Para corregir a nuestros hijos no necesitamos levantar la voz ni asumir el papel del ogro de la casa, es tratar de llegar a la mente y al corazón de nuestros hijos y el respeto juega un rol muy importante en esta dinámica. Nosotros como padres caminamos en medio de un hilo muy delgado que es la amistad y la autoridad, es aquí donde debemos de guardar un balance, porque si somos muy amigos de nuestros hijos, poco a poco, por no perder esa amistad, nos podemos volver cómplices de cosas indebidas, y si actuamos muy autoritariamente, podemos perder todo tipo de confianza de parte de ellos.
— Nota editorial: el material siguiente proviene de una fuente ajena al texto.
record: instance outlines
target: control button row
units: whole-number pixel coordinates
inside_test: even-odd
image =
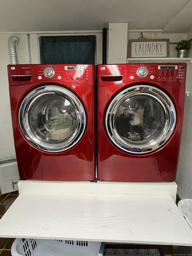
[[[57,78],[58,78],[58,77]],[[76,77],[76,80],[78,80],[79,79],[79,78],[80,78],[79,77]],[[68,77],[65,77],[65,79],[66,79],[66,80],[69,80],[69,78]],[[71,80],[74,80],[74,78],[73,77],[71,77]],[[81,77],[81,79],[82,80],[84,80],[84,77]],[[87,78],[87,79],[88,79]]]

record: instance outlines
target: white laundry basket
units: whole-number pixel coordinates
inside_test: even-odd
[[[12,256],[103,256],[105,243],[100,242],[16,238]]]

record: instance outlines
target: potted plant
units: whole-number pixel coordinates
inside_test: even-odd
[[[177,44],[175,49],[178,51],[179,58],[186,58],[188,50],[190,49],[192,44],[192,38],[189,40],[182,40]]]

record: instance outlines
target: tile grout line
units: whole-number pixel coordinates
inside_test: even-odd
[[[6,198],[7,198],[7,197],[8,197],[8,195],[7,195],[7,196],[6,197],[5,197],[4,199],[3,199],[3,200],[1,201],[1,203],[0,203],[0,204],[1,204],[3,202],[3,201]]]

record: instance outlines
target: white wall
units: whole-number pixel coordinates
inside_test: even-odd
[[[192,31],[187,35],[187,39],[192,38]],[[192,49],[188,53],[192,57]],[[176,183],[178,189],[184,198],[192,198],[192,63],[188,65],[187,82],[190,92],[185,97],[182,137]]]
[[[10,35],[0,35],[0,159],[15,157],[10,115],[7,65],[10,64],[8,41]],[[26,35],[19,35],[19,64],[29,63]]]

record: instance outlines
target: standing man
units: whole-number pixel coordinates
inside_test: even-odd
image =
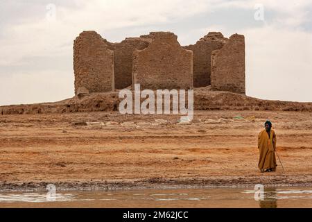
[[[265,130],[263,130],[258,135],[258,148],[260,156],[258,167],[261,171],[275,171],[277,164],[276,164],[276,135],[272,130],[272,123],[267,120],[264,123]]]

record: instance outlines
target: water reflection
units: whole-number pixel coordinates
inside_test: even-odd
[[[264,197],[259,200],[261,208],[277,208],[277,191],[275,188],[265,188]]]

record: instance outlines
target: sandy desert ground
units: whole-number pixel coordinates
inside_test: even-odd
[[[312,185],[312,113],[196,111],[0,115],[0,190]],[[257,169],[257,135],[273,123],[276,172]],[[88,122],[100,122],[87,124]],[[101,123],[102,122],[102,123]],[[278,161],[278,160],[277,160]]]

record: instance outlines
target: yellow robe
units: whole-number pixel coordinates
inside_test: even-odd
[[[276,164],[276,135],[273,130],[269,136],[266,130],[263,130],[258,135],[258,148],[259,149],[259,160],[258,167],[260,170],[266,170],[272,168],[275,169]]]

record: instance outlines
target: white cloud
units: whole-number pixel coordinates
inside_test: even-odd
[[[49,60],[51,57],[64,58],[64,60],[69,60],[72,57],[73,40],[84,30],[95,30],[110,41],[120,41],[128,36],[120,30],[129,30],[129,27],[146,27],[142,30],[149,31],[155,31],[159,25],[164,29],[175,24],[183,27],[181,22],[183,19],[188,19],[191,22],[198,15],[205,14],[209,20],[210,13],[218,15],[218,12],[229,8],[250,12],[250,21],[252,23],[256,22],[252,13],[257,3],[262,3],[264,7],[265,22],[262,26],[255,25],[250,28],[239,23],[233,26],[231,21],[223,17],[220,18],[222,22],[214,25],[208,24],[209,21],[207,24],[206,21],[200,21],[202,24],[199,28],[187,28],[183,30],[183,33],[180,32],[179,41],[182,44],[191,41],[195,43],[208,31],[221,31],[229,37],[232,31],[237,31],[245,36],[249,94],[265,99],[312,101],[312,96],[307,96],[312,95],[312,89],[308,87],[309,81],[311,83],[309,49],[312,38],[311,34],[300,28],[303,23],[311,22],[308,13],[309,9],[312,8],[311,1],[62,1],[55,5],[54,22],[46,19],[49,12],[46,2],[45,4],[35,0],[14,3],[10,1],[1,1],[0,104],[49,101],[72,96],[71,64],[64,67],[55,65],[55,69],[50,67],[46,71],[35,70],[27,64],[30,59],[36,57],[42,58],[42,66],[44,65],[46,58]],[[236,12],[237,10],[233,13]],[[1,17],[1,15],[6,16]],[[114,39],[105,35],[107,33],[116,33],[116,30],[120,34],[113,35]],[[164,31],[171,30],[168,28]],[[15,69],[11,69],[15,71],[19,66],[21,69],[27,67],[28,69],[17,70],[16,75],[12,75],[12,71],[8,70],[13,66]],[[64,76],[67,76],[64,77],[65,81]],[[46,85],[49,78],[54,78]],[[264,90],[262,83],[256,84],[268,78],[273,79],[275,89]],[[35,82],[37,84],[33,83]],[[286,87],[289,90],[285,90]],[[41,90],[46,92],[37,93]],[[58,90],[61,92],[56,92]]]

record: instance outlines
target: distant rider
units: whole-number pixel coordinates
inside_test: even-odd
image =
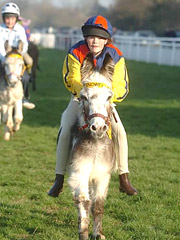
[[[19,7],[15,3],[9,2],[2,7],[1,13],[3,24],[0,25],[0,68],[2,69],[6,56],[4,47],[5,42],[8,41],[10,46],[17,47],[19,40],[21,40],[23,42],[22,56],[26,64],[26,70],[28,74],[31,74],[33,60],[27,53],[28,42],[26,33],[24,28],[19,23],[17,23],[18,17],[20,16]],[[23,79],[24,92],[26,91],[28,84],[29,77]],[[29,102],[28,99],[23,99],[23,106],[28,109],[33,109],[35,107],[35,104]]]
Por eso, lo fundamental es que ellos sepan que nosotros como padres también asumimos nuestras responsabilidades en la casa, que realizamos la labor diaria, que no sólo es tarea de la mamá, sino de toda la familia, que podemos equivocarnos y luego de ello pedir las disculpas necesarias y seguir adelante. El respeto en todos los niveles es fundamental para construir una familia sana.